De acordo com informações apuradas pela reportagem, diretores do presídio tentaram conversar com os detentos na tentativa de reaver a ordem, mas não conseguiram. Diante disso, o Grupamento de Operações Especiais da Seap e equipes de outras unidades prisionais foram chamados para desarticular o motim, que naquele momento já ganhava força, com adesão de detentos de mais celas.
A situação só foi controlada por volta das 16h, quando os agentes penitenciários entraram na galeria e conseguiram fazer com que os detentos voltassem para as celas. De acordo com a Assessoria de Comunicação da Seap, “foi necessário o uso de munição menos letal para controlar a situação”. Cinco presos ficaram feridos e foram atendidos na enfermaria da unidade. Depois, encaminhados para exames de corpo de delito no Instituto Médico Legal (IML).
A Seap ainda informou que a direção da unidade prisional confeccionou o Registro de Eventos de Defesa Social (Reds), informou o juiz da Comarca e instaurou uma investigação preliminar para apurar administrativamente o ocorrido.
Preocupação antiga
O motim da semana passada não foi o primeiro registrado no presídio de Itabira nos últimos meses. Em agosto, detentos se concentraram em um dos pavilhões durante a madrugada e reivindicaram melhorias no local. Eles protestaram contra a ordem da direção da unidade de desligar a energia das celas durante a noite. Foi preciso reforço da PM para normalizar a situação.

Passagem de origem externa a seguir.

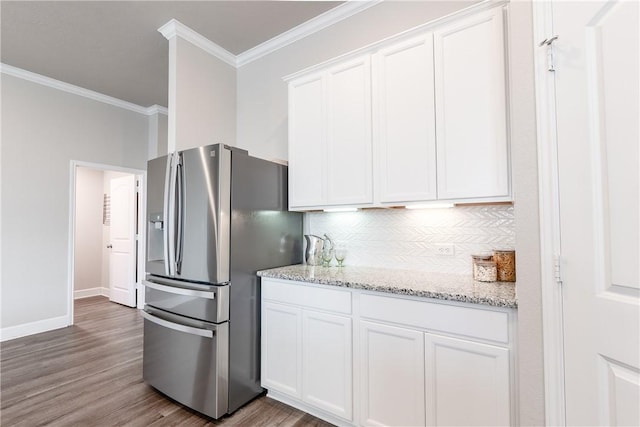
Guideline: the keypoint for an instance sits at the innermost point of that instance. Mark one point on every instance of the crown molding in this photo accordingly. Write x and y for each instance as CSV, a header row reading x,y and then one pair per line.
x,y
77,90
305,29
157,109
175,28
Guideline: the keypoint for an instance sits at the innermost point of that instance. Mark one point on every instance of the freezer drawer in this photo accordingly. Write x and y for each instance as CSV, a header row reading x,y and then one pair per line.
x,y
205,302
187,360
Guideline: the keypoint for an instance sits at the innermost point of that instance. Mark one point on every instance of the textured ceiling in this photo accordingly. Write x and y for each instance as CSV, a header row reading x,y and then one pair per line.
x,y
113,47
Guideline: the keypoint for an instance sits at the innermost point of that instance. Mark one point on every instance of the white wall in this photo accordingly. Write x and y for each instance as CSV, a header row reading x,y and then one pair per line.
x,y
525,184
43,129
262,129
88,235
202,97
158,134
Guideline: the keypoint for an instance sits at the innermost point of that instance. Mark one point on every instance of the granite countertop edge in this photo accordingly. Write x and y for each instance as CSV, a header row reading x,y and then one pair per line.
x,y
402,282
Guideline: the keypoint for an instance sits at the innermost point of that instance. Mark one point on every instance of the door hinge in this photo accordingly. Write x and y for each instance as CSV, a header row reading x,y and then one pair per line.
x,y
557,273
549,44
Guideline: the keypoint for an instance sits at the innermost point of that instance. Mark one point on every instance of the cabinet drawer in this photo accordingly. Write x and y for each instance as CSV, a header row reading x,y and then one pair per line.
x,y
466,321
305,295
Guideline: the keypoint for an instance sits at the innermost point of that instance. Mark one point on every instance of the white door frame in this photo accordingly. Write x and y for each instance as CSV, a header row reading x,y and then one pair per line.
x,y
550,250
142,176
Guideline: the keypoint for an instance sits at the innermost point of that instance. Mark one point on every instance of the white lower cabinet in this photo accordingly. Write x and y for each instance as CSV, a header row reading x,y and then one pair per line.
x,y
392,376
281,348
327,362
415,361
470,372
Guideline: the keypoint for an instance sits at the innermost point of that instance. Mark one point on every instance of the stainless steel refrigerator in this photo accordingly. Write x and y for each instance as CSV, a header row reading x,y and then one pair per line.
x,y
215,216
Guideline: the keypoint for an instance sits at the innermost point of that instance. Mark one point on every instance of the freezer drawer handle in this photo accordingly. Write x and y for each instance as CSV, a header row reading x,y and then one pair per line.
x,y
179,291
178,327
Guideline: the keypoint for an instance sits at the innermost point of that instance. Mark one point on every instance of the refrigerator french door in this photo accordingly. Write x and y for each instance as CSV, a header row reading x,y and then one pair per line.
x,y
216,216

A preocupação com a segurança no presídio de Itabira já foi manifestada por autoridades em oportunidades passadas. No ano passado, a promotora de Justiça, Giulliana Fonoff, informou que a unidade, com capacidade para 194 detentos, já abrigava, pelo menos, 430 internos, entre condenados e presos provisórios. Devido à superlotação e aos problemas estruturais, o MP chegou a pedir a interdição do presídio. As ações ainda tramitam na Justiça.

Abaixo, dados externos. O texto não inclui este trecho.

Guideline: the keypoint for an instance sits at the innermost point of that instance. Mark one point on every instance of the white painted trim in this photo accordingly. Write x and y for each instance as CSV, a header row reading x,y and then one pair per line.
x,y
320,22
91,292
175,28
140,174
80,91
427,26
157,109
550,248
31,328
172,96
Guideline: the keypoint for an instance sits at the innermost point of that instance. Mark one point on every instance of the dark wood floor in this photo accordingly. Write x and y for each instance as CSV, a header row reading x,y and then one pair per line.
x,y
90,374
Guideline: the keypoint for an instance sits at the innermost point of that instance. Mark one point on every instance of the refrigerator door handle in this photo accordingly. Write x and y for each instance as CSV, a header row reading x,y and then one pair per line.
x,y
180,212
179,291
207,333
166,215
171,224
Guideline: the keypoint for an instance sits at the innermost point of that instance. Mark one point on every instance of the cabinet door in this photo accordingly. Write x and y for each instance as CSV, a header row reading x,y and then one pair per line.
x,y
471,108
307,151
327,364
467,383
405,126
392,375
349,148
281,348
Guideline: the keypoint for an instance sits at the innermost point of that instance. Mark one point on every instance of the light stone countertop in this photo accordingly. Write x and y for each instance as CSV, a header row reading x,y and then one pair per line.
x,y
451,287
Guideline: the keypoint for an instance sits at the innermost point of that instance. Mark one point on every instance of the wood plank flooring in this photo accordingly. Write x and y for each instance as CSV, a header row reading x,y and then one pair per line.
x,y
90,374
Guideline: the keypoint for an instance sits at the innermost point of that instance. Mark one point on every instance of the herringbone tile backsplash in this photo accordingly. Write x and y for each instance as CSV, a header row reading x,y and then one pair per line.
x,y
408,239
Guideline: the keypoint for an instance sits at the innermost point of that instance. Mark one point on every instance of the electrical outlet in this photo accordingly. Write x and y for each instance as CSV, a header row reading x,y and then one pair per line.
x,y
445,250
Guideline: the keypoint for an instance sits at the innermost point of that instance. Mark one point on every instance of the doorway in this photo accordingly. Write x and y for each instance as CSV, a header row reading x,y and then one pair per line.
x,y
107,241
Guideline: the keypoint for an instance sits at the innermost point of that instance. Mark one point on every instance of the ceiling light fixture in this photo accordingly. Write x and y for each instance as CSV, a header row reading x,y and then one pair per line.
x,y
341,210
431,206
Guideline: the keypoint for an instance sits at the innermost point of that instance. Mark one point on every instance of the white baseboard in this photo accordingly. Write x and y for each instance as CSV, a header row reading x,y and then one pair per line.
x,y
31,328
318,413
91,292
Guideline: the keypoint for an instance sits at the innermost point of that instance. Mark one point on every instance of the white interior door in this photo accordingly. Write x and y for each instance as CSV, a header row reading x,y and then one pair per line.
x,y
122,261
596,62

+ Leita também: Diretora do presídio de Itabira faz apelo por oportunidades de trabalho aos detentos
+ Leia também: Justiça local irá investir em câmeras de segurança para o presídio de Itabira
Durante evento em janeiro do ano passado, quando inaugurada a biblioteca do presídio, a diretora da unidade de Itabira, Maria do Carmo Celestino de Barros, informou que havia pedido à Vale um terreno ocioso na MG-129, bem próximo à cadeia, para ampliação da estrutura de carceragem. Não há informações se o pedido foi atendido.

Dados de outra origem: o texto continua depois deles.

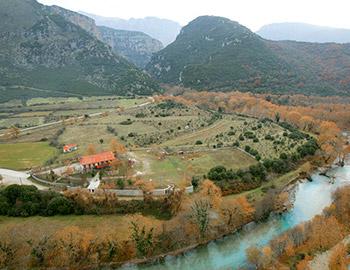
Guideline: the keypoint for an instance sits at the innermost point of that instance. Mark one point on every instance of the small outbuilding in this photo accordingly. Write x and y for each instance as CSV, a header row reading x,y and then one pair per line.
x,y
97,161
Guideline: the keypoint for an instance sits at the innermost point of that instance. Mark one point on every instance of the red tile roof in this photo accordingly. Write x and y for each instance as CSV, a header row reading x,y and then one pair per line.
x,y
101,157
69,146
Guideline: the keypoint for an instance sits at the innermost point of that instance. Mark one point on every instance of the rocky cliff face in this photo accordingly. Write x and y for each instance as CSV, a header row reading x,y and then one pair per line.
x,y
137,47
84,22
51,49
161,29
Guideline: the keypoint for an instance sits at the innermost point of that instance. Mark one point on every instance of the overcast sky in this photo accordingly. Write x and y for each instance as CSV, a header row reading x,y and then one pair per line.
x,y
251,13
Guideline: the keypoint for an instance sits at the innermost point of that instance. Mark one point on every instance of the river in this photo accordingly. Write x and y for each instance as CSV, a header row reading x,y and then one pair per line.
x,y
229,252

Em 2016, durante um seminário que discutiu o método Apac em Itabira, o delegado Paulo Henrique Moreira Campos, a juíza Cibele Mourão e o promotor Matheus Beghini usaram a expressão “bomba relógio” para definir a situação do sistema de segurança pública de Itabira, que desagua no presídio. Eles afirmaram que um dos culpados por esse cenário é o alto índice de reincidência de crimes na cidade, na casa dos 80%.